[Spambayes] More "spam of the future" lately?

Michael N. Nitabach mnitabach at acedsl.com
Wed Dec 17 16:00:39 EST 2003

> -----Original Message-----
> From: Tim Peters [mailto:tim.one at comcast.net]
> Sent: Wednesday, December 17, 2003 3:42 PM
> To: Michael N. Nitabach; spambayes at python.org
> Subject: RE: [Spambayes] More "spam of the future" lately?
> >> 0.7 maybe, but you'd eventually regret dropping 
> [spam_cutoff] to 0.5.
> [Michael N. Nitabach]
> > What makes you say that? I have my certain-spam cutoff at .30, and
> > my uncertain at .01. My training database has about 8000 hams and
> > 3000 spams. I have only ever received ten hams that scored over
> > .01, and only one over .20.
> Unless you've eyeballed every message scored as spam, then it's almost
> certain you've suffered false positives due to those 
> settings.

I just looked in my certain-spam folder at all e-mails that scored below 0.70. Only a single one was a false positive: a SpamBayes mailing list digest that contained a complete actual spam e-mail that someone had posted, which scored 0.49.

> There's more
> info on the project's background page:
>     http://spambayes.sourceforge.net/background.html
> Note especially the third graph.  The way spamprobs are combined in
> SpamBayes guarantees that a highly ambiguous message will 
> score very near
> 0.5 (explained in more detail before the third graph, and much more at
>     http://www.linuxjournal.com/article.php?sid=6467
> ).

I receive a substantial amount of e-mail that scores between 0.30 and 0.70, but so far it has *all* been spam.
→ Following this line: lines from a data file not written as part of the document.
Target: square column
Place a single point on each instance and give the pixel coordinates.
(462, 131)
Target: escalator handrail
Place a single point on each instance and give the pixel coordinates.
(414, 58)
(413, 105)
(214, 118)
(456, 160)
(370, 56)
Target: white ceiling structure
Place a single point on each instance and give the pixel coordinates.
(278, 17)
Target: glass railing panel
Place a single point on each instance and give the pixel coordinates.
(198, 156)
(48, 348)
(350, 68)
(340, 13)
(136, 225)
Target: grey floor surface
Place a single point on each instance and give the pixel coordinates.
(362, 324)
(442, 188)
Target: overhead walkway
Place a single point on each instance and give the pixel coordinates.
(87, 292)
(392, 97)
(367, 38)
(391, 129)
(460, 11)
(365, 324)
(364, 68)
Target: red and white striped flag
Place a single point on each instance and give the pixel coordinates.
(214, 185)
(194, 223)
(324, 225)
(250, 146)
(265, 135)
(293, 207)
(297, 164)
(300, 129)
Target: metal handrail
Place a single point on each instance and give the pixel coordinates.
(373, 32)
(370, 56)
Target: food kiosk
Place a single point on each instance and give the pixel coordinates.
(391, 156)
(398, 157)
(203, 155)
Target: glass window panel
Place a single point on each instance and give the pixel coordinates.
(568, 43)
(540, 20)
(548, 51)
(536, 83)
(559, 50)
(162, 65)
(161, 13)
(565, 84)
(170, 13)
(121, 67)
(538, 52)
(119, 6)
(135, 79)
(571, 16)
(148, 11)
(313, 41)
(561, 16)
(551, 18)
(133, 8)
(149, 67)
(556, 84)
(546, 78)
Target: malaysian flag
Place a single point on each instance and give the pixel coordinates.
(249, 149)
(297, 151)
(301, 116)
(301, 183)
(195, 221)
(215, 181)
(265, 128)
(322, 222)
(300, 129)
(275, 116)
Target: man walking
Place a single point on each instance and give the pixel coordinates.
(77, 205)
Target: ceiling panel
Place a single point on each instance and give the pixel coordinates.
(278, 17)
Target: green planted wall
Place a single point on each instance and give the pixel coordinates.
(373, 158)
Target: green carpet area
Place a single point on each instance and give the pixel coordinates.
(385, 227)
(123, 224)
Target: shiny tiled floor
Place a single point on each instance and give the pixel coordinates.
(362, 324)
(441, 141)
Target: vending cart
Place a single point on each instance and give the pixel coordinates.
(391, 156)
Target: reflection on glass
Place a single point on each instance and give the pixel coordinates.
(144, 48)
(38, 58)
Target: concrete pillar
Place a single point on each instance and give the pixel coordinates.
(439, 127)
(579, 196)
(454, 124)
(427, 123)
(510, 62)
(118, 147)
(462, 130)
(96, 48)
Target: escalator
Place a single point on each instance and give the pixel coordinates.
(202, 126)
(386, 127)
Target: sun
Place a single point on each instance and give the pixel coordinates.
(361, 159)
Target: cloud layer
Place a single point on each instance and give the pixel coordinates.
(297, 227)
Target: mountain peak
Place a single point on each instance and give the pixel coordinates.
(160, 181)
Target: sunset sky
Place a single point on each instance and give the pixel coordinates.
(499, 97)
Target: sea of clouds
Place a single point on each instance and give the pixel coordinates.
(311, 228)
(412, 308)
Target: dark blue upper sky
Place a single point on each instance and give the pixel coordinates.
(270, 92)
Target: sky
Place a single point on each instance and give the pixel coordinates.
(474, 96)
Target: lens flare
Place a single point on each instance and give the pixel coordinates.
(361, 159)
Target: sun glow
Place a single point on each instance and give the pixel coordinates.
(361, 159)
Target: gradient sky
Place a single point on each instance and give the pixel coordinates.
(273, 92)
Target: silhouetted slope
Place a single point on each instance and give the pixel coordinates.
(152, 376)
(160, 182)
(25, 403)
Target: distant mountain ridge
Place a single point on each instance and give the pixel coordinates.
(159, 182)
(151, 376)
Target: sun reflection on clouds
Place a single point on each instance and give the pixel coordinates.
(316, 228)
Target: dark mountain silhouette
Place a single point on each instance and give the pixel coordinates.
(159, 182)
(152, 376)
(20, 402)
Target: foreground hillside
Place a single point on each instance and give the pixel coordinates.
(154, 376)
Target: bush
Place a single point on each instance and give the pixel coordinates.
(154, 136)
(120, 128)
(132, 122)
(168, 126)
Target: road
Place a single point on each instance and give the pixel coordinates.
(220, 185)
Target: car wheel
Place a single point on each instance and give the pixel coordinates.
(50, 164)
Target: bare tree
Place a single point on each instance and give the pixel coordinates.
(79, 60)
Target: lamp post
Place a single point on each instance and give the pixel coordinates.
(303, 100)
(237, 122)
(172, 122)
> The kinds of email people get vary widely, though, and it's 
> possible your
> mix is extremely well-suited to this classifier, devoid of 
> any significant
> ambiguity.

Well, the interesting thing is that a lot of my spam is relatively technical sales-pitch e-mail that is talking about the same sorts of things that I talk about in my ham professional e-mails.

> (I'll note that if you use your SpamBayes'd email only for
> professional purposes, and no personal ones (like chatting 
> with friends and
> relatives), it doesn't strain my imagination that your ham 
> could be *so*
> uniform that ambiguity doesn't arise -- but then your email 
> mix would be
> atypical too.)

No, I use it for equal parts professional and personal correspondence.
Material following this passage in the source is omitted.